Design, creation, and analysis of Czech corpora for structural metadata extraction from speech

  • Authors:
  • Jáchym Kolář

  • Affiliations:
  • Department of Cybernetics, Faculty of Applied Sciences, University of West Bohemia, Plzeň, Czech Republic 306 14

  • Venue:
  • Language Resources and Evaluation
  • Year:
  • 2011

Quantified Score

Hi-index 0.00

Visualization

Abstract

Structural metadata extraction (MDE) research aims to develop techniques for automatic conversion of raw speech recognition output to forms that are more useful to humans and downstream automatic processes. The MDE annotation includes inserting boundaries of sentence-like units to the flow of speech, labeling non-content words like filled pauses and discourse markers for optional removal, and identifying sections of disfluent speech. This paper describes design, creation, and analysis of data resources for structural MDE from spoken Czech. The annotation is based on the LDC's MDE annotation standard for English, with changes applied to accommodate specific phenomena of Czech. In addition to the necessary language-dependent modifications, we further proposed and applied several language-independent modifications slightly refining the original annotation scheme.

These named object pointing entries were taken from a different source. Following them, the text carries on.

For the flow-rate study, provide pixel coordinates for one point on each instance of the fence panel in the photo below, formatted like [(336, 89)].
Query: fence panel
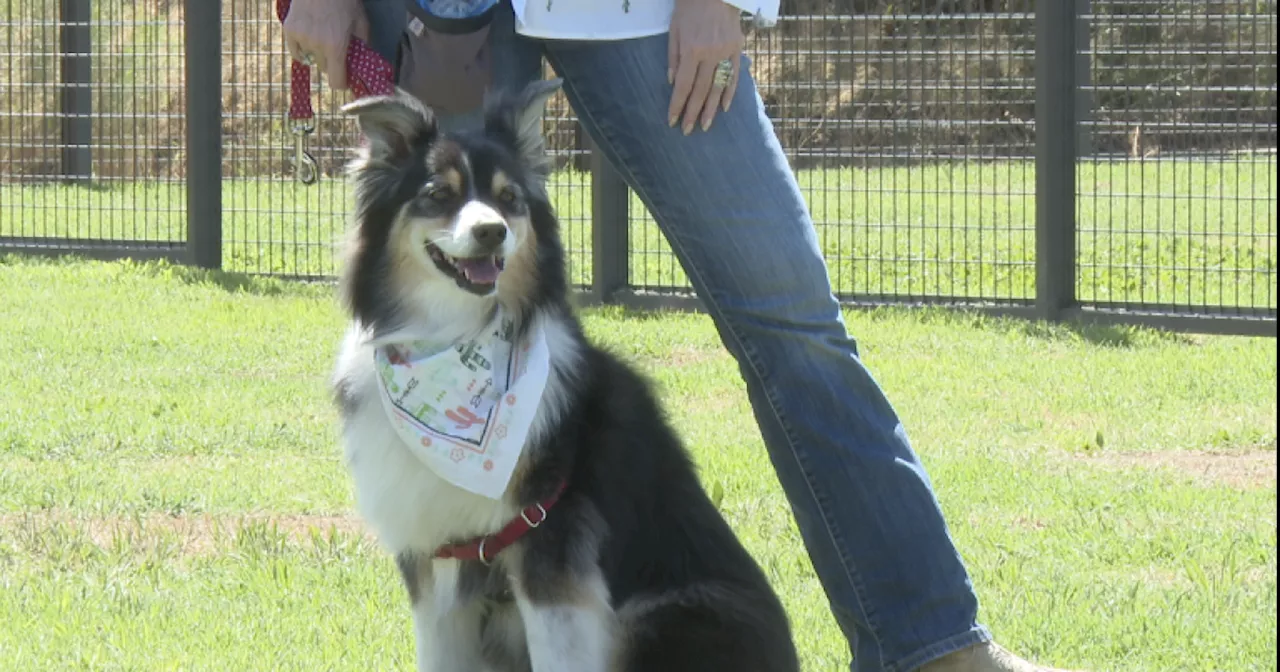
[(1178, 168), (91, 131), (912, 132), (912, 128)]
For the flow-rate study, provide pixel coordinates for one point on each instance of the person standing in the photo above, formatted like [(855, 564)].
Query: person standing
[(664, 90)]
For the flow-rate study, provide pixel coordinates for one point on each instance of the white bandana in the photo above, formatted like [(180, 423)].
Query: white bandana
[(465, 410)]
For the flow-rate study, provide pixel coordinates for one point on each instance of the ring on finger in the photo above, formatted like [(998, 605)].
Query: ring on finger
[(723, 73)]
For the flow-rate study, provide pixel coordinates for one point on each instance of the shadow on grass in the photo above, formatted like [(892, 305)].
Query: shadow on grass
[(238, 282), (1066, 332)]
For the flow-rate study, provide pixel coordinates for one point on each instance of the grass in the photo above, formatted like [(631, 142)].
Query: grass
[(1159, 232), (172, 494)]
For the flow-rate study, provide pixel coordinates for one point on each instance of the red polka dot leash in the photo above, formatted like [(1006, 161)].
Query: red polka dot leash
[(368, 74)]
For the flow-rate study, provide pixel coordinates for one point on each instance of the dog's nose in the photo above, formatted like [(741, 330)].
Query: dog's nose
[(489, 234)]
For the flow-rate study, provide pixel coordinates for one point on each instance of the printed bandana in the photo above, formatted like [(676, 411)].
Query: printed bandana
[(466, 410)]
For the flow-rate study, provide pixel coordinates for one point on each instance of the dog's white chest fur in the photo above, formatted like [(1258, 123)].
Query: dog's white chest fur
[(407, 503)]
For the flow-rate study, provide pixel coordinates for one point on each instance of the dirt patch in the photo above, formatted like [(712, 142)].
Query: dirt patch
[(188, 535), (688, 355), (1243, 470)]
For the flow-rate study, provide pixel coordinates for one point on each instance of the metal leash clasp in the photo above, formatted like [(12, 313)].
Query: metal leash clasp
[(305, 165)]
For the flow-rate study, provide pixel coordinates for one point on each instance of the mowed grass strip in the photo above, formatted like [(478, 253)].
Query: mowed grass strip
[(172, 494)]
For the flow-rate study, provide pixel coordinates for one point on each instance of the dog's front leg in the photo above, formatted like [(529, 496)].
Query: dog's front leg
[(446, 624), (568, 624)]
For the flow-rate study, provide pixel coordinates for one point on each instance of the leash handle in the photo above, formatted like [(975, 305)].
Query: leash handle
[(368, 73)]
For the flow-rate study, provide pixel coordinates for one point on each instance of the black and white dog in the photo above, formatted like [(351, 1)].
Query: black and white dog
[(586, 544)]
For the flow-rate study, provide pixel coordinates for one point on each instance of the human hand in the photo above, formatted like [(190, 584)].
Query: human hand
[(320, 30), (703, 33)]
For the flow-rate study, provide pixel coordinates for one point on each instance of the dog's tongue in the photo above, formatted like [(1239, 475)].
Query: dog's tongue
[(479, 270)]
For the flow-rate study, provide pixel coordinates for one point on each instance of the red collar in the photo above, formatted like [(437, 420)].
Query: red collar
[(485, 548)]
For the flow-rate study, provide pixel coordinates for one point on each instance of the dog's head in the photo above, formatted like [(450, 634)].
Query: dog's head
[(447, 224)]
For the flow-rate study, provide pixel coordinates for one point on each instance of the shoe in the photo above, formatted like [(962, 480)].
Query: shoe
[(983, 658)]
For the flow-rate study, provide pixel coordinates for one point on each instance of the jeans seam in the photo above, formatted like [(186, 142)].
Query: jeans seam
[(749, 353), (915, 659)]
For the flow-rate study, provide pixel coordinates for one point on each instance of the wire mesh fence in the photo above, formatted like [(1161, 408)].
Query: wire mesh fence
[(912, 128), (91, 126), (1178, 168)]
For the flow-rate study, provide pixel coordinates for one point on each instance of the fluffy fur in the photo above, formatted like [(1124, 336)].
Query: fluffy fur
[(634, 570)]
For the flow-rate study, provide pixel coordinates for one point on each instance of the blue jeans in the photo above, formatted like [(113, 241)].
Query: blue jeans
[(728, 204)]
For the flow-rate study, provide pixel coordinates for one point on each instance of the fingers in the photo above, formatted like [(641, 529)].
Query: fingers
[(700, 96), (684, 85), (713, 100), (318, 36)]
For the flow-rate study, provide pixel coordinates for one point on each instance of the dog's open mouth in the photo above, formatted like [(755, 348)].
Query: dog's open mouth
[(475, 274)]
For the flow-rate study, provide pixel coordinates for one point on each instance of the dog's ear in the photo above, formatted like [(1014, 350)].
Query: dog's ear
[(394, 124), (519, 119)]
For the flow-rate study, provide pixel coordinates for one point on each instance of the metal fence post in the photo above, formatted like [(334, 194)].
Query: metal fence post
[(77, 88), (609, 224), (1055, 158), (202, 36)]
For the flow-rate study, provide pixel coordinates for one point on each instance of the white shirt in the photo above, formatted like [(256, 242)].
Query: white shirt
[(613, 19)]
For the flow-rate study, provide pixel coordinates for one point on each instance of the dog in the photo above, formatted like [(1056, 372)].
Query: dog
[(586, 547)]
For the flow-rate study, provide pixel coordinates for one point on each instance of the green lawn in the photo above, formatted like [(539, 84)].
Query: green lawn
[(1164, 232), (172, 494)]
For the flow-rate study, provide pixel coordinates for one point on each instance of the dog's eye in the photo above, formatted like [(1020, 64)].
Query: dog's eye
[(438, 192)]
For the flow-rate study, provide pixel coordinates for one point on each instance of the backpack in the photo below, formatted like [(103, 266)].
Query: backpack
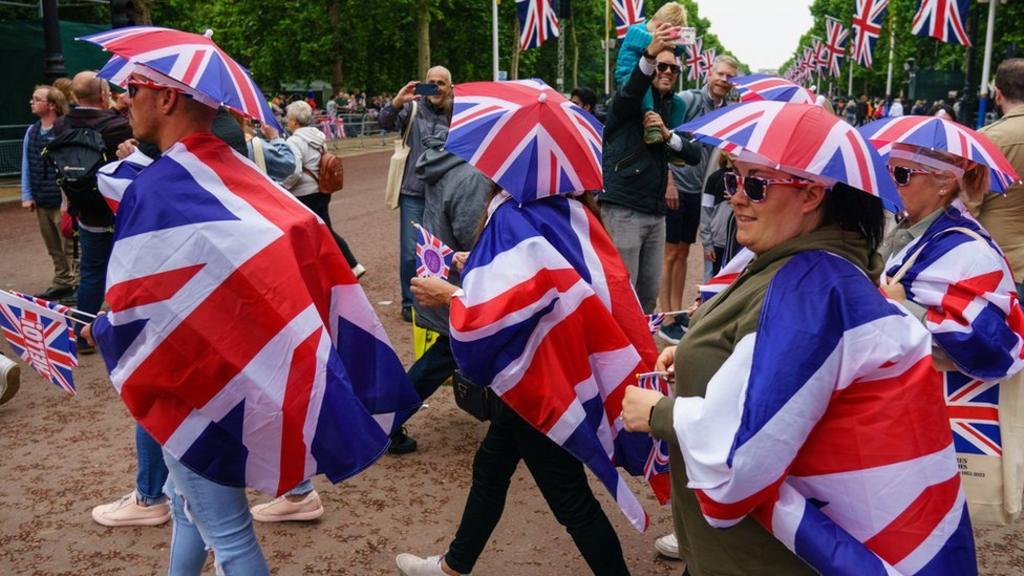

We created two Czech MDE speech corpora--one in the domain of broadcast news and the other in the domain of broadcast conversations. Both corpora have already been published at LDC. The analysis section of this paper presents a variety of statistics about fillers, edit disfluencies, and sentence-like units. The two Czech corpora are not only compared with each other, but also with statistics relating to the available English MDE corpora. We also report the statistics indicating that edit disfluencies have a different part of speech (POS) distribution in comparison with the overall POS distribution. The findings from the corpus analysis should help guide strategies for developing automatic MDE systems.